GraphForge Architecture Overview¶

Status: Rust Core — active development on main Last Updated: 2026-06-07

Implementation status legend (used across architecture docs): Shipped = implemented and tested on main; Partially built = some paths real, others stubbed; Designed = specified, not yet implemented. The graph layer's Cypher read/write pipeline and traversal are Shipped; the workbench verbs and the knowledge layer (provenance, confidence, epistemic model) are Designed and owned by dedicated v0.5.0 milestones.

Executive Summary¶

GraphForge is a Knowledge Analysis Workbench — not a graph database or a graph analytics engine. It optimizes for analyst workflows that begin with uncertainty, discover structure over time, and progressively formalize that structure into ontology, workflows, and repeatable analysis.

The project (not the graph) is the primary unit of work:

Project = Knowledge Graph + Documents + Provenance + Embeddings + Workflows + Artifacts + Sync State

The internal implementation is a Rust core with multi-language bindings. The v0.5.0 release introduces a unified API and a compiler pipeline (DataFusion-backed execution, Arrow as the stable in-memory and FFI contract).

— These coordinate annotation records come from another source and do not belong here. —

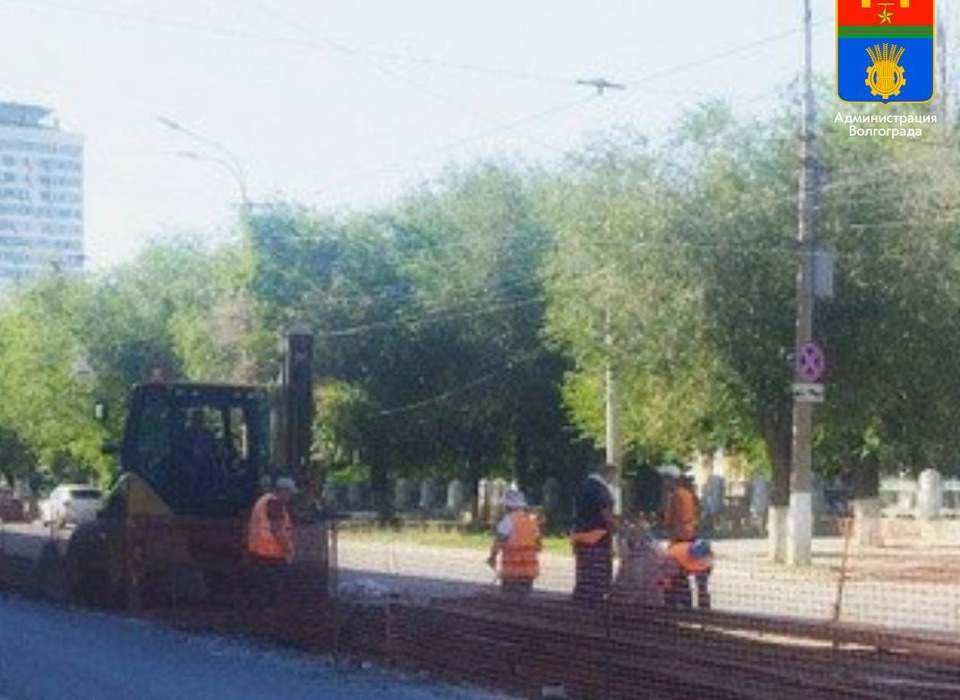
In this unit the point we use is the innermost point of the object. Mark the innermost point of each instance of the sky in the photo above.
(347, 104)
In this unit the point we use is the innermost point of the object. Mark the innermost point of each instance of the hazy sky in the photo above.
(346, 103)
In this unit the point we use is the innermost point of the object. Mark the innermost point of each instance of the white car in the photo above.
(71, 504)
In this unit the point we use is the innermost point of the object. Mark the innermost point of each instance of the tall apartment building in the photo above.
(41, 194)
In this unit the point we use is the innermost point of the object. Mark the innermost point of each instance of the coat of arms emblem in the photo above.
(885, 50)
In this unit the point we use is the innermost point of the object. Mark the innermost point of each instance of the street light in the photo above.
(222, 156)
(230, 166)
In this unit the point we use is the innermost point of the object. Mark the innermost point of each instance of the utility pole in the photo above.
(943, 74)
(800, 518)
(613, 453)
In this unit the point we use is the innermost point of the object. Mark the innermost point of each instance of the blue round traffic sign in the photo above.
(810, 362)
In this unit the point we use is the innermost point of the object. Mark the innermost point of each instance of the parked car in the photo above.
(71, 504)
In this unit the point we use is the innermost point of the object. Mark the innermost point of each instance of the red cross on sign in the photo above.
(810, 362)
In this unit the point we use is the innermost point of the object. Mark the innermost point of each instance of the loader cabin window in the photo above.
(203, 448)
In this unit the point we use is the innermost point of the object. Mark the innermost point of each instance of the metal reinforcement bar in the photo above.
(525, 646)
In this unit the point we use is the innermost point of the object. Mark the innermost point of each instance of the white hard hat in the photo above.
(669, 470)
(514, 499)
(287, 484)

The Python 0.4.x codebase is the reference implementation. All Rust work targets main.

Architecture Principles¶

Arrow is the wire contract — results cross language boundaries as Arrow RecordBatch streams; no GraphForge-specific buffer protocol
GraphForge owns the semantics — the Cypher compiler, ontology, and Graph IR live in GraphForge-owned Rust crates; no storage provider or binding becomes the semantic owner
DataFusion is the execution backbone — GraphForge extends DataFusion with custom graph operators rather than writing a full executor from scratch
Unified result contract — all methods return Arrow Tables; no surface returns a bespoke result type
Correctness over performance — strict openCypher TCK compliance remains the primary constraint
Ontology is progressive, not required — GraphForge supports three modes: exploratory (no ontology required, all labels accepted), advisory (ontology present, violations are warnings), and strict (ontology enforced, violations are errors). Exploratory analysis is a first-class workflow. See ADR 0004.
Three layers, clean boundaries — graph concerns, knowledge concerns, and workbench concerns are separated; the graph layer stays graph-native and never absorbs the others. See the next section and ADR 0006.
Preserve the evolution of understanding — GraphForge records not just the current state of knowledge but how it evolved: competing hypotheses, superseded conclusions, evidence, and reasoning are preserved, never destroyed. See ADR 0007.

Layered Architecture¶

GraphForge is a knowledge analysis workbench, not just a graph engine. Its architecture separates three layers with strict boundaries (ADR 0006). Lower layers never depend on higher ones, and — critically — the graph layer never absorbs knowledge or workbench concerns.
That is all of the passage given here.